Where journeys actually fail
Registration, not login, is where account access breaks down. People abandon on the fields they hesitate over, like date of birth and postcode.
Registration, login and passwordless one-time links for the MyAccount experience of one of the UK's biggest insurers, plus the redesign work I took the journeys through beyond what shipped.
Project frame: One of the UK's biggest insurers: registration, login and passwordless access for MyAccount
Matching new users to an existing policy on sensitive fields, with validation that prevents errors before they happen.
One-time, time-boxed links so people get in without a password to forget or reset.
Compliance and data-use needs built into the flow from the first draft, not bolted on at review.
Each field shipped as a small state machine, with accessibility structural rather than a final-pass audit.

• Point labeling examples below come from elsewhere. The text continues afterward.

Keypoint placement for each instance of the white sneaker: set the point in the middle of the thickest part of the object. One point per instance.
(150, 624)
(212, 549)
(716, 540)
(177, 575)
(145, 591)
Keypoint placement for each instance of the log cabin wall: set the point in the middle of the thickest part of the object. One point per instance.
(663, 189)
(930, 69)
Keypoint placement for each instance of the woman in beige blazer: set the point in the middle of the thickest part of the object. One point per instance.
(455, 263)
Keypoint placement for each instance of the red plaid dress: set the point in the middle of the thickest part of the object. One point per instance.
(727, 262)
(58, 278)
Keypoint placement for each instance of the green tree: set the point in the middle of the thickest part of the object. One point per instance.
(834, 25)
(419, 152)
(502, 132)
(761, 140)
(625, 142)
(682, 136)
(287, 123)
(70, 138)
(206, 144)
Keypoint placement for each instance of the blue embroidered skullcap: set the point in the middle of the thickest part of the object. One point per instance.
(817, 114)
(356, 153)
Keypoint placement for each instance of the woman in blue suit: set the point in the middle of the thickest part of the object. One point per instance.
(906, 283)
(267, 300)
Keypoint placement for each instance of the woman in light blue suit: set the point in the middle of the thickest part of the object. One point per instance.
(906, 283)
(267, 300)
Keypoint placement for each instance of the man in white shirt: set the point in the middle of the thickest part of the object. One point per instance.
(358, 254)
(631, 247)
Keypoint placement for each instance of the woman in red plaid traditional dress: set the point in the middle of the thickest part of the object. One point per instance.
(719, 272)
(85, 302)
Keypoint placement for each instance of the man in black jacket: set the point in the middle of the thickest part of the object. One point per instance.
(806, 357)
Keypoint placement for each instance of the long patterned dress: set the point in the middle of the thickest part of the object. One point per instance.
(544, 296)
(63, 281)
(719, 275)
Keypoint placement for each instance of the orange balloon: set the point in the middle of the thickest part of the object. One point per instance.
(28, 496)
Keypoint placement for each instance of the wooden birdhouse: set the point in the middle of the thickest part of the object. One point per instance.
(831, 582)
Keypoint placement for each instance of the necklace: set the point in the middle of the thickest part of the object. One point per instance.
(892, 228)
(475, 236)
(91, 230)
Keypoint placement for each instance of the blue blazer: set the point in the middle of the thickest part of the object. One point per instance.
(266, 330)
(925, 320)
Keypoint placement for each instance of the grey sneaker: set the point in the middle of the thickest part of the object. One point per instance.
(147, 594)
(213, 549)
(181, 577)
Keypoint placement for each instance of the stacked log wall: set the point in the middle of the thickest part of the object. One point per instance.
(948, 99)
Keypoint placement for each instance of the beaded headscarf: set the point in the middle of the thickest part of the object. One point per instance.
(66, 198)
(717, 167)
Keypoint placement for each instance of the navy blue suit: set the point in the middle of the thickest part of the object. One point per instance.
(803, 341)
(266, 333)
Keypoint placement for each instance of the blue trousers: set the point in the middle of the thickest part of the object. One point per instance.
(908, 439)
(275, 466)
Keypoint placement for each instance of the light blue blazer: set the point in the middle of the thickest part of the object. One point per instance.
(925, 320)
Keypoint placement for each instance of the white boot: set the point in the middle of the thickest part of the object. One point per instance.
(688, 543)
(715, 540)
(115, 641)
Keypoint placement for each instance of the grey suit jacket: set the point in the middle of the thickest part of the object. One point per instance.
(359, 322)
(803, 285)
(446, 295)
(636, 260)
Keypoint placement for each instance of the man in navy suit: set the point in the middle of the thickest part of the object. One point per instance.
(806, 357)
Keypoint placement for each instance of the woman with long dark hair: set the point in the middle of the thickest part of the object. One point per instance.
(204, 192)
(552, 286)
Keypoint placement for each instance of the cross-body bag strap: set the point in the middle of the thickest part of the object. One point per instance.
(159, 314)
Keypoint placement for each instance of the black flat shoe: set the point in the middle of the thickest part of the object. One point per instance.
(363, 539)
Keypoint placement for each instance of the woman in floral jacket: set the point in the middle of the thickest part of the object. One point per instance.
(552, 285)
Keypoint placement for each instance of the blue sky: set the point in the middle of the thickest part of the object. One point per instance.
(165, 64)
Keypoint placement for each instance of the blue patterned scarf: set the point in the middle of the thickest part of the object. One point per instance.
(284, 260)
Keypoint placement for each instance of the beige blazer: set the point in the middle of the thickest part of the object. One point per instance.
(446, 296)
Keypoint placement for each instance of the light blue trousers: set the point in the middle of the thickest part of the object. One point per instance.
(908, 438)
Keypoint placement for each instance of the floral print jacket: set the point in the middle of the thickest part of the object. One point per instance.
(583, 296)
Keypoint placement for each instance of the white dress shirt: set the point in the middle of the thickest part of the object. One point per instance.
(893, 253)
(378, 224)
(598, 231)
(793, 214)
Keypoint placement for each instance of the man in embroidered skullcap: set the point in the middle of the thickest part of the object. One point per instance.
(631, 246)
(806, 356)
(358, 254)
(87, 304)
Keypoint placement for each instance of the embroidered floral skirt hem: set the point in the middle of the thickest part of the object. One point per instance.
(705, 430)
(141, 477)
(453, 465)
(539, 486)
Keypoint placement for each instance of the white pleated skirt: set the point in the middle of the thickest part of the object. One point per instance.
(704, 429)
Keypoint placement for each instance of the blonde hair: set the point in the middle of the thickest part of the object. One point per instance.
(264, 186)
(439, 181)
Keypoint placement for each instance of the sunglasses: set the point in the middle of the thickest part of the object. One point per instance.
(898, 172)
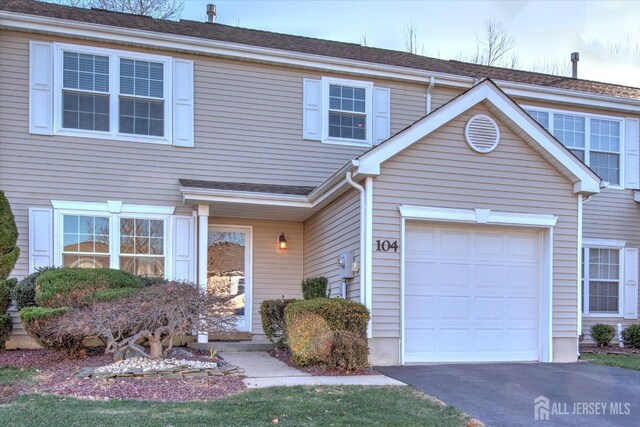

Account access is the front door to everything a customer can self-serve, yet it is where regulated journeys quietly lose people. New customers must be matched to an existing policy using sensitive details, and a single unclear error or forgotten password sends them to a call centre instead of their account.
Registration, not login, is where account access breaks down. People abandon on the fields they hesitate over, like date of birth and postcode.
Forgotten passwords are a leading driver of account-access support contact, which made passwordless more than a convenience.
As an FCA-regulated journey, wording, consent and data use had to be right, so I partnered with compliance from the first draft.
Patterns had to hold up across brands and themes, so they were designed against the design system rather than as one-offs.
At one of the UK's biggest insurers I worked on MyAccount, the place customers go to manage their car, van and home cover. My focus was the way in: registration, login and passwordless one-time links, with a hand in the account home itself. Account access sounds simple. In a regulated business it is one of the highest-stakes flows there is, because the alternative to a smooth login is an expensive phone call.

Everyone talks about login, but registration is where account journeys actually break. A new customer is not creating an account from nothing; they are being matched to a policy that already exists, using details like surname, date of birth and postcode. Get the matching wrong and they are locked out of their own cover. So the flow keeps each step small: confirm your email first, then the details we use to find you.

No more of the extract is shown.